Error analysis on a model
Traditional performance metrics for machine learning models focus on calculations based on correct vs incorrect predictions. The aggregated accuracy scores or average error loss show how good the model is, but don't reveal conditions causing model errors. The overall performance metrics such as classification accuracy, precision, recall, or Mean Absolute Error (MAE) scores are good proxies to help you build trust with your model. However, they're insufficient in locating where in the data the model has inaccuracies. Often, model errors aren't distributed uniformly in your underlying dataset. For instance, if your model is 89% accurate, does that mean it's 89% fair as well?

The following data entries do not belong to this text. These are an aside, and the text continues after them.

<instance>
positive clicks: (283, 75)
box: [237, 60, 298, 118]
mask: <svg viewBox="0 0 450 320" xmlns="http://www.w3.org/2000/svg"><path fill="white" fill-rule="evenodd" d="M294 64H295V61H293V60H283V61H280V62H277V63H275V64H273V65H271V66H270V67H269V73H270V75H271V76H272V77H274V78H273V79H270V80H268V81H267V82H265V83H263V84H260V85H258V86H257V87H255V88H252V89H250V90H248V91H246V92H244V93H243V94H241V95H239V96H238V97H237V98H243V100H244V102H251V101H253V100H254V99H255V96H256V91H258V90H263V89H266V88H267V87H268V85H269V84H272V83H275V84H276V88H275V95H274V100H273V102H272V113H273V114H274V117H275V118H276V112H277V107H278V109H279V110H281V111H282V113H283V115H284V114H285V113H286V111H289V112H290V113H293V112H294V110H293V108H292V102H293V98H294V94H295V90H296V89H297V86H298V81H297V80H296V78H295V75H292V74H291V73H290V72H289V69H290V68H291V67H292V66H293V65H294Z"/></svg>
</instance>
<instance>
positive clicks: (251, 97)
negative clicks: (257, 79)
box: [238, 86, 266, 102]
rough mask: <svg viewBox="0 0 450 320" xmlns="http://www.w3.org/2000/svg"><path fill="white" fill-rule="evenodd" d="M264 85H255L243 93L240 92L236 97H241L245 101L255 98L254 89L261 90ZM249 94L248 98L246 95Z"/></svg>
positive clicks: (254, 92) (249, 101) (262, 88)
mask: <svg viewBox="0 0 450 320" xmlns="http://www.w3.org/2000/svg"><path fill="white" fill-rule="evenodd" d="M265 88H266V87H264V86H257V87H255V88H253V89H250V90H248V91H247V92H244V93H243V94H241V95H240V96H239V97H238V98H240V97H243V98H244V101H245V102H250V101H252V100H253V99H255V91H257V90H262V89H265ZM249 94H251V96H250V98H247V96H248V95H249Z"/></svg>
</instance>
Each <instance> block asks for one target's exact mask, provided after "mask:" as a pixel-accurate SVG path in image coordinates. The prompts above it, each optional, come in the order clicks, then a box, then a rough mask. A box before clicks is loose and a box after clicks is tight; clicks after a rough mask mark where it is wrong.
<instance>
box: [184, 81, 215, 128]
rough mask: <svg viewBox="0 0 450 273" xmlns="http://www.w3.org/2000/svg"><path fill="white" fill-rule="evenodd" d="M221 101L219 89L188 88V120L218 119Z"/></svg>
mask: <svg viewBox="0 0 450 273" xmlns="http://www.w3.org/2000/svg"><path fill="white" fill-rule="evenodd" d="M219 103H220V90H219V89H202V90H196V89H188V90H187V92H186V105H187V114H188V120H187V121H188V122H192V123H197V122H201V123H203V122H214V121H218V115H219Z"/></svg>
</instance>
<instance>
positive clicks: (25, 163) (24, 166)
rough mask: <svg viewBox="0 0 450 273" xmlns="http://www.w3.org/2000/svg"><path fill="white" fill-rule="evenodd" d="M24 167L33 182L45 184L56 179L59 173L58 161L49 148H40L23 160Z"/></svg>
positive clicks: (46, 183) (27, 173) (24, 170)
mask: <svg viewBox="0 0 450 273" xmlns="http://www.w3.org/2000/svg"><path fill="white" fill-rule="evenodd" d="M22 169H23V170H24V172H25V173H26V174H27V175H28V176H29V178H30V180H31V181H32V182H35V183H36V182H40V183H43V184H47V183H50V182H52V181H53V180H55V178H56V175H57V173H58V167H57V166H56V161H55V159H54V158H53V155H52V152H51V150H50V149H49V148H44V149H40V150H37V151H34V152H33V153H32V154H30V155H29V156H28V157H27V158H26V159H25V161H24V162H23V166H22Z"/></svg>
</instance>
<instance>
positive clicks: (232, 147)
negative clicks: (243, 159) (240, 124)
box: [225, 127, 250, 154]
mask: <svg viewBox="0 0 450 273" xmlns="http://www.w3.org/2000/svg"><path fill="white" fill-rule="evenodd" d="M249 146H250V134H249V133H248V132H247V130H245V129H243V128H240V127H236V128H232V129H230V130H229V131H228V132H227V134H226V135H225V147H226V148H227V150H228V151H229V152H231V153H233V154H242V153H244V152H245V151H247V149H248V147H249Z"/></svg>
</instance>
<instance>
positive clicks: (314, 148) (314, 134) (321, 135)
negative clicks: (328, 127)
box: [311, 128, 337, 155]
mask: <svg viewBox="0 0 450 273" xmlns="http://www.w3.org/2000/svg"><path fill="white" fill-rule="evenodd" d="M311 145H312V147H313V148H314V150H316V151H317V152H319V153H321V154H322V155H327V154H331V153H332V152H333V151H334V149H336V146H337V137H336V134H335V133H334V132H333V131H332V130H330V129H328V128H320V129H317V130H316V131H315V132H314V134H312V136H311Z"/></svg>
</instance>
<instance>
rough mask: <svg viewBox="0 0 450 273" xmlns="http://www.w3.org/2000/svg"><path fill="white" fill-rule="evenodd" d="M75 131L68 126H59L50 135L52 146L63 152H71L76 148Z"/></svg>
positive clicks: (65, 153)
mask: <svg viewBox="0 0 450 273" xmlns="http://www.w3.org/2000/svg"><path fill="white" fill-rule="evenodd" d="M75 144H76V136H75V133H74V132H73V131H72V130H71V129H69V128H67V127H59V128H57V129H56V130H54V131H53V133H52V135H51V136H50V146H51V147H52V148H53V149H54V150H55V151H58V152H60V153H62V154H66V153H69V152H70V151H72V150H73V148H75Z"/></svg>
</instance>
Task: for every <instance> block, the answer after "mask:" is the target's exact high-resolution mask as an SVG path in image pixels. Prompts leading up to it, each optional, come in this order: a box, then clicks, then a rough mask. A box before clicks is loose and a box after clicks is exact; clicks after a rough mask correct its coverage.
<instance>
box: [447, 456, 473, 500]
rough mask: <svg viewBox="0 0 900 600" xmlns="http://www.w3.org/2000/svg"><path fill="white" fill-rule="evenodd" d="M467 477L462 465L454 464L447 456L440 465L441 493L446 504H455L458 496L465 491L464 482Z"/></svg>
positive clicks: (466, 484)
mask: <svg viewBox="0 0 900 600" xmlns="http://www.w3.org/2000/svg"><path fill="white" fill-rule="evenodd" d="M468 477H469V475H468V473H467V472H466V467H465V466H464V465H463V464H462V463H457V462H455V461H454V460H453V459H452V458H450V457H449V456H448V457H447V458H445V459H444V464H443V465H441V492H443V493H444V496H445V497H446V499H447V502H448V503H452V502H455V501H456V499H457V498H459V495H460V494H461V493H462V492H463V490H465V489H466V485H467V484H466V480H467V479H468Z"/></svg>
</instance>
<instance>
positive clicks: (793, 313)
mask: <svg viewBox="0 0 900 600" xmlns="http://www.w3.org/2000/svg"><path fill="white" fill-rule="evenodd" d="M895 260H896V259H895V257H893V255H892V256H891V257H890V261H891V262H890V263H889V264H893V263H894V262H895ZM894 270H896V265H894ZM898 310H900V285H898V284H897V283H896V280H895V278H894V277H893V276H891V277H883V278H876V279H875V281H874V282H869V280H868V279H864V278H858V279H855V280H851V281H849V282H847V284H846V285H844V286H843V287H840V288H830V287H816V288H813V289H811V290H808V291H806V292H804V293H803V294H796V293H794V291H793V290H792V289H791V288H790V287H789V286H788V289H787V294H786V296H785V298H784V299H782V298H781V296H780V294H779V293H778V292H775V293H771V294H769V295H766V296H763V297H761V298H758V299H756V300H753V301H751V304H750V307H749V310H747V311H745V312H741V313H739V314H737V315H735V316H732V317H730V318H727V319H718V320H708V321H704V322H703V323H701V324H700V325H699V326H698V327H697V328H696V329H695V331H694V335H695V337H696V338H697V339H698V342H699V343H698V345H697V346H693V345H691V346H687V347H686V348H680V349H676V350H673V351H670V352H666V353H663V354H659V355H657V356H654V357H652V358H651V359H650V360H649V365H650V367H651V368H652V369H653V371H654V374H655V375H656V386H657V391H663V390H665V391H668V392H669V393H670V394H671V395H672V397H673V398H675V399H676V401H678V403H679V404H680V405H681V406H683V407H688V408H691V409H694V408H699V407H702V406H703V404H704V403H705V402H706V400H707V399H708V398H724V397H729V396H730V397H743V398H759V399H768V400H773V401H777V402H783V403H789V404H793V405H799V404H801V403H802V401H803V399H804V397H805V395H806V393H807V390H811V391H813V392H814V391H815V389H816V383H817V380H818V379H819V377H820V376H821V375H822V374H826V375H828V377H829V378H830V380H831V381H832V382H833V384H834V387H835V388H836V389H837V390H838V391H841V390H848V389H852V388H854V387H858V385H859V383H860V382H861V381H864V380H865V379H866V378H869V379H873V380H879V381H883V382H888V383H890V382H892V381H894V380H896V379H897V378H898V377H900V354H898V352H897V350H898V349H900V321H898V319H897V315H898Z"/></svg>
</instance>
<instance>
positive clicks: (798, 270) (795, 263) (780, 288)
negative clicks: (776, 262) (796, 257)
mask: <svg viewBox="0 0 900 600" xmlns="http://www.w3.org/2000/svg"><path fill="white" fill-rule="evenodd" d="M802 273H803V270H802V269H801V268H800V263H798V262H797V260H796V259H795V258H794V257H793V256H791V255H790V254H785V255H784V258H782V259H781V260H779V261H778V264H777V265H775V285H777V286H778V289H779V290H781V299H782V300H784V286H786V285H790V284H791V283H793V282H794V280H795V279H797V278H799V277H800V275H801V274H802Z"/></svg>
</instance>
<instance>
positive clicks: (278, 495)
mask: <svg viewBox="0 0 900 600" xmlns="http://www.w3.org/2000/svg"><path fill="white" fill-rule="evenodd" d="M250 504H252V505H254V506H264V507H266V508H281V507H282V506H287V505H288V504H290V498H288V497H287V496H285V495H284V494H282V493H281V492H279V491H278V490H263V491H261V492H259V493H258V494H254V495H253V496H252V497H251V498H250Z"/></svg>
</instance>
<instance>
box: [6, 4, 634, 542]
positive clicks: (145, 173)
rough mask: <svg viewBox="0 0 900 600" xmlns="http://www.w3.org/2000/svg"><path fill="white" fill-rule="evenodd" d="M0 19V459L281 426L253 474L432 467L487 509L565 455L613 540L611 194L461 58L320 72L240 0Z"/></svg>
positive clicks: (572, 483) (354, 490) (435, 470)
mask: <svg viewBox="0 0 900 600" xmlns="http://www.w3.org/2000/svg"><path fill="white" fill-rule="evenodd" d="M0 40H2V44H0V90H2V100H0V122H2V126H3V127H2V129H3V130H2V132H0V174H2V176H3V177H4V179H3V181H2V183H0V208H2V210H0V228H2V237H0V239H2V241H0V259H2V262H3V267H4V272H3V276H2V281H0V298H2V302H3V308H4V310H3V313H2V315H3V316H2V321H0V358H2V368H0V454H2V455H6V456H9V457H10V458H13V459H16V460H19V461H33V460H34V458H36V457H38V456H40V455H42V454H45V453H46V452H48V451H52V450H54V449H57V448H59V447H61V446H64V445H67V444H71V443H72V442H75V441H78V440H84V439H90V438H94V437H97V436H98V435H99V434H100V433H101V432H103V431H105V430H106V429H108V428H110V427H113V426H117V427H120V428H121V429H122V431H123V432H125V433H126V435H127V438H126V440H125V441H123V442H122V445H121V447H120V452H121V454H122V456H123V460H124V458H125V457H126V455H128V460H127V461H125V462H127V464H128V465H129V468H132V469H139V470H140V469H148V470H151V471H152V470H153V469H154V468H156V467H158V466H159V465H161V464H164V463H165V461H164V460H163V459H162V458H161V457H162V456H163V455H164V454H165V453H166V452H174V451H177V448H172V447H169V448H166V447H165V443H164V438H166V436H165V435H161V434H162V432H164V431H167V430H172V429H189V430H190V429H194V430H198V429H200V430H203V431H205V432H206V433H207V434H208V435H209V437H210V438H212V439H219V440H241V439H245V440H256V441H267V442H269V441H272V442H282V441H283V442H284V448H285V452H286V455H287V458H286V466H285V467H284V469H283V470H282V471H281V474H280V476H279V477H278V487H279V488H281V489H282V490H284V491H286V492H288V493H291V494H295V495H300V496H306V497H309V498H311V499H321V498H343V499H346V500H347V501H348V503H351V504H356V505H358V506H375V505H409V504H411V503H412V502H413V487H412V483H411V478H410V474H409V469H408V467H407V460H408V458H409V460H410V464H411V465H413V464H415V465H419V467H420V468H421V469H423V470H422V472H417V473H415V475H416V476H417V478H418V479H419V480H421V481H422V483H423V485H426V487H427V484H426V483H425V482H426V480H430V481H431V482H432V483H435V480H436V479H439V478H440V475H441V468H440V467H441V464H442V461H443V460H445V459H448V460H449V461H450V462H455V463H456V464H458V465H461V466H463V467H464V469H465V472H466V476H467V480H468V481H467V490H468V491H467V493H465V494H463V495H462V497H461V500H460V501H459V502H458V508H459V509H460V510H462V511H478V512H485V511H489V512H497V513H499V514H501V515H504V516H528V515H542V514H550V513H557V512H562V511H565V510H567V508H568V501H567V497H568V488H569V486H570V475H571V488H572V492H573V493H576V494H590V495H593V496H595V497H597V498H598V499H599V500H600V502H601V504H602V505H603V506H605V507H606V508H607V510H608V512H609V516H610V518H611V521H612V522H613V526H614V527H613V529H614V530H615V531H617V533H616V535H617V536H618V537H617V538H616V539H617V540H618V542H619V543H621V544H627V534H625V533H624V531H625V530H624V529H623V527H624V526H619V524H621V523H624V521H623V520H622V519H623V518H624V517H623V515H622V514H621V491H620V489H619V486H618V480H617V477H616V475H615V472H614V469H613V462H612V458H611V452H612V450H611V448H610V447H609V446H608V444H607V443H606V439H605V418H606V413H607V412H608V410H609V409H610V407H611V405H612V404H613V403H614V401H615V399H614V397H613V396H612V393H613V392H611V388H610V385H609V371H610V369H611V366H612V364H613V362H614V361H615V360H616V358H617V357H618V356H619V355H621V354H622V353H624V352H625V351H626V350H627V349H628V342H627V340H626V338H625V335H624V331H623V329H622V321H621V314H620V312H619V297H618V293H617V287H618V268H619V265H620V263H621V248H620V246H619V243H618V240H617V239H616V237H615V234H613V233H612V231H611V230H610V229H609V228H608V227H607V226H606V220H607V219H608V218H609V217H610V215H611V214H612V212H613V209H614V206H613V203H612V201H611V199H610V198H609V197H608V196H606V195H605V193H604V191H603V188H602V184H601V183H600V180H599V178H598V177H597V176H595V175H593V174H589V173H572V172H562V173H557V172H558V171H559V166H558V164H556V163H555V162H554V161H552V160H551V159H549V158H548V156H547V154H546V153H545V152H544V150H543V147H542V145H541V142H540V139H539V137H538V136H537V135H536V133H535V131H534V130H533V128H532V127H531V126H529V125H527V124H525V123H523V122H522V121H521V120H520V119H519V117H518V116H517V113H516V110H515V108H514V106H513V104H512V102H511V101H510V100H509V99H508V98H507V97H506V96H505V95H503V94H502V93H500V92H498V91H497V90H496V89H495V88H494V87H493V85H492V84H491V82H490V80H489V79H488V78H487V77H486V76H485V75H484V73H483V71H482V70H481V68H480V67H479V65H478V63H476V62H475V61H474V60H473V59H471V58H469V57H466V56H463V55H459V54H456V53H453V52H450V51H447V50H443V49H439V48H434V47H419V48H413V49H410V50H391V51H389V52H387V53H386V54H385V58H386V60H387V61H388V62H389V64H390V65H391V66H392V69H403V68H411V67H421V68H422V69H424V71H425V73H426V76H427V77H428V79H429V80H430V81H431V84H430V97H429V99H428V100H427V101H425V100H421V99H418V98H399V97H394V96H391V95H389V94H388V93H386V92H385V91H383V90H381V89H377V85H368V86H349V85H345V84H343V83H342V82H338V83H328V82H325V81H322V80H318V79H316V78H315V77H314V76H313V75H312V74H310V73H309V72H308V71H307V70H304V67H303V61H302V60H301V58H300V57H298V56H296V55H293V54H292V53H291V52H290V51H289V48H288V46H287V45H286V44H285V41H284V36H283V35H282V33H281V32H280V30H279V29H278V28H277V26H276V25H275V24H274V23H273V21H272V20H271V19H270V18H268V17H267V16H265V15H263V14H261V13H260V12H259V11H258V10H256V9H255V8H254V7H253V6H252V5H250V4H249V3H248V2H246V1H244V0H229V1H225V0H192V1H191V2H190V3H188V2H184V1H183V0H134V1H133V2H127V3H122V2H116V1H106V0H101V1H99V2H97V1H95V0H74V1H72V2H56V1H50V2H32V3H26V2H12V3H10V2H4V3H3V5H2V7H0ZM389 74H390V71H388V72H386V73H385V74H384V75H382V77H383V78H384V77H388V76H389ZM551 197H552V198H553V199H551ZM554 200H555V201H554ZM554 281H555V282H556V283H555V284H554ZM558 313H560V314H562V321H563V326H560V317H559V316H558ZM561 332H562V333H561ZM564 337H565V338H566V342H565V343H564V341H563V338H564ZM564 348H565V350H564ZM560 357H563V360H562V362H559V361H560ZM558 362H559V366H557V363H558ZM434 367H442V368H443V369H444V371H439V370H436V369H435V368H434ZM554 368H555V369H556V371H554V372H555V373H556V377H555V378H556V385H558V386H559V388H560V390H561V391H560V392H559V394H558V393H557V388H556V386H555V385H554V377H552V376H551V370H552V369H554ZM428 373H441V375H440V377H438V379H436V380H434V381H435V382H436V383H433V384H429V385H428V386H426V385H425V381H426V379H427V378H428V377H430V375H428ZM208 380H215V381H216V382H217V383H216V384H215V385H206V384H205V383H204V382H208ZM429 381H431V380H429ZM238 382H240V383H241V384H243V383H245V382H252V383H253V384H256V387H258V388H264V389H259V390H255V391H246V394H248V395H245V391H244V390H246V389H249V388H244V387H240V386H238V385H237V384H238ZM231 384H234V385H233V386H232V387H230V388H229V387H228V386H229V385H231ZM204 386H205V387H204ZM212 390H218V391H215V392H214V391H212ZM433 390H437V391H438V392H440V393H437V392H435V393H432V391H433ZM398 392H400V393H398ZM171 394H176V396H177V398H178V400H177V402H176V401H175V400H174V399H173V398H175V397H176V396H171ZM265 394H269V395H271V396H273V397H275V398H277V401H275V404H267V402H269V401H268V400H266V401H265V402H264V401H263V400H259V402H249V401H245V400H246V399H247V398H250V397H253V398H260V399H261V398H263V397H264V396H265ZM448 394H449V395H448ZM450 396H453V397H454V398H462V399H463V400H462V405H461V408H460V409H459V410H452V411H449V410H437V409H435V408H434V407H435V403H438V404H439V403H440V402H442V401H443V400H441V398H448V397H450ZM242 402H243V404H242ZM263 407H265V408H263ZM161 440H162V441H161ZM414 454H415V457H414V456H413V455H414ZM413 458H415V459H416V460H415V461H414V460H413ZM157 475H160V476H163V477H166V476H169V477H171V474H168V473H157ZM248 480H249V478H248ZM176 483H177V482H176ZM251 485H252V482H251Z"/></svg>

Model fairness and model accuracy aren't the same thing but they both must be considered. Trying to discover the different regions of your data where the model is failing 42% of the time (the red region in the following diagram) is challenging, unless you take a deep dive in the model error distribution. The consequence of having errors in certain data groups can lead to fairness or reliability issues. To illustrate, the data group with the high number of errors might contain sensitive features such as age, gender, disabilities, or ethnicity. Further analysis could reveal that the model has a high error rate with individuals with disabilities compared to ones without disabilities. So, it's essential to understand areas where the model is performing well or not. Because the data regions where there are a high number of inaccuracies in your model might turn out to be an important data demographic you can't afford to ignore.
This situation is where the error analysis component of Azure Machine Learning Responsible AI dashboard helps in identifying a model’s error distribution across its test dataset. Throughout this module, we use the diabetes hospital readmission classification model scenario to learn and explain the responsible AI dashboard.